The French Navy built 34 Laubeuf-type submarines between 1906 and 1911. These are usually described as two classes, of which the Pluviôse class was one, the other being the Brumaire class. (Another source treats the vessels as one group, divided by the yards that built them) The boats had two naming schemes; the earlier vessels were named after the months of the French Revolutionary calendar, and the later ones after French scientists. However the difference is not reflected in the class division; nine boats of the Pluviose class were named for the months, and nine for scientists.
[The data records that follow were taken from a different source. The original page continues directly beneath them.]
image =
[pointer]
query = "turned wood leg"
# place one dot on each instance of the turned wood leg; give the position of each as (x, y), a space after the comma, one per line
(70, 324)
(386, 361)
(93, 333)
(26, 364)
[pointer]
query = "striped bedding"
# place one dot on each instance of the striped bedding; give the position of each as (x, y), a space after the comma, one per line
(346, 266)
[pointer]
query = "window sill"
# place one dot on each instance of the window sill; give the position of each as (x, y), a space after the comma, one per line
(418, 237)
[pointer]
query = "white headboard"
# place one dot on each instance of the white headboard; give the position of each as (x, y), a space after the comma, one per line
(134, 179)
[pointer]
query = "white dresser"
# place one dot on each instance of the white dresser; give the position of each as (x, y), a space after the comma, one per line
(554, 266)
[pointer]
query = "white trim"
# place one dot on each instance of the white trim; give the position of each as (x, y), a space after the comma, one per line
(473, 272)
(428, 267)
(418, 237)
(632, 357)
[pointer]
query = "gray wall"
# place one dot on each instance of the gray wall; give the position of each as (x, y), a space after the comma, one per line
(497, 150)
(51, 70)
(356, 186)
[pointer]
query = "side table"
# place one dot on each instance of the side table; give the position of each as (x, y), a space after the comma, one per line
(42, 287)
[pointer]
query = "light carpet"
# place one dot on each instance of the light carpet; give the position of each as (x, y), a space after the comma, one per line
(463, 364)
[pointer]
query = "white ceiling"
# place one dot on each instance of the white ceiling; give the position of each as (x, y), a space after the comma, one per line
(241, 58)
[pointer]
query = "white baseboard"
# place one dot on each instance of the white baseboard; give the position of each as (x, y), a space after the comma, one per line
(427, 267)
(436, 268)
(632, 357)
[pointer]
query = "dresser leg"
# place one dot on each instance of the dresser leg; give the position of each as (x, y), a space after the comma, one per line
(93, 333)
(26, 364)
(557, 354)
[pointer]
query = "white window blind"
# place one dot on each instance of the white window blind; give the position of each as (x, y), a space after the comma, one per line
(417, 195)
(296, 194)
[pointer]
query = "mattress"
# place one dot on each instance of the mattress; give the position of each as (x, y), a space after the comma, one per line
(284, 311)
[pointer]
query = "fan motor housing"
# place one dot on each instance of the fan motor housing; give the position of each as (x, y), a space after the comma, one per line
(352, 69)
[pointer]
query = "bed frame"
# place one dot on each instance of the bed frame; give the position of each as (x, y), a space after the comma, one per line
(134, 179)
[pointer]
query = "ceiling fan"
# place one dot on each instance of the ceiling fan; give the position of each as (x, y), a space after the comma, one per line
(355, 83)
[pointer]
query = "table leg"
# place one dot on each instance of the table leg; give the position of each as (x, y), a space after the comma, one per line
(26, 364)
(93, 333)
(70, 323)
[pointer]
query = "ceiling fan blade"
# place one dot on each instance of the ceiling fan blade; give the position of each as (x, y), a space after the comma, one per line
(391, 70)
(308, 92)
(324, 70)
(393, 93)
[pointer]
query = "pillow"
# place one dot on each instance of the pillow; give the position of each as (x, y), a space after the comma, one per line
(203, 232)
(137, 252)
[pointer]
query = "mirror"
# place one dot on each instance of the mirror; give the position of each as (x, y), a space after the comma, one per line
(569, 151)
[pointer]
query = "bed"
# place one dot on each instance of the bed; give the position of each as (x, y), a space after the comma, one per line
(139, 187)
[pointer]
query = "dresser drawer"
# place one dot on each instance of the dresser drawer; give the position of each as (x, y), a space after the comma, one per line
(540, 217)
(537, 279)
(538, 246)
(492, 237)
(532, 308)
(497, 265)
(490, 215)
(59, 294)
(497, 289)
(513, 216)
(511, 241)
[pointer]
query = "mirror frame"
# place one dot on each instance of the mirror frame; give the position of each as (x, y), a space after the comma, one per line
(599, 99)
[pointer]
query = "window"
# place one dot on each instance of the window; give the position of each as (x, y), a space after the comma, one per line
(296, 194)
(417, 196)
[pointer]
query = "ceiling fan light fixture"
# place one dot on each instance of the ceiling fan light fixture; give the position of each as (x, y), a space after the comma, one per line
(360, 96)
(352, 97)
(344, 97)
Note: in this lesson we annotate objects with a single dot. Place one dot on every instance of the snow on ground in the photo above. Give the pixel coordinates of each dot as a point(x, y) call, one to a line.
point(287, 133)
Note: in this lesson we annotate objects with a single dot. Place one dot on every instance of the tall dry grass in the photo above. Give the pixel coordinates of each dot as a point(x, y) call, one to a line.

The Pluviôse class were Laubeuf type submarines, following the Laubeuf standard design of double hull and dual propulsion systems (as did the Brumaire class). The Pluviôse boats had electric motors for underwater propulsion, and are usually listed as having steam engines for surface propulsion, though in practice this was mixed. The earlier boats had steam engines (preferred by Laubeuf in the early stages as he felt petrol engines (favoured by his rival JP Holland) were unsafe; however, later Laubeuf type submarines, such as the Circé class, predecessors to the Pluviôse and Brumaire classes, had used diesel engines, and later Pluviôse boats had diesels.
The Pluviôse class were ordered in the 1905 programme and the first vessels were laid down in 1906. They were built at three of the French Navy’s dockyards, at the Arsenals of Cherbourg, Rochefort and Toulon. The first of the class, Pluviôse, was launched in May 1907, and the last, Gay-Lussac in March 1910.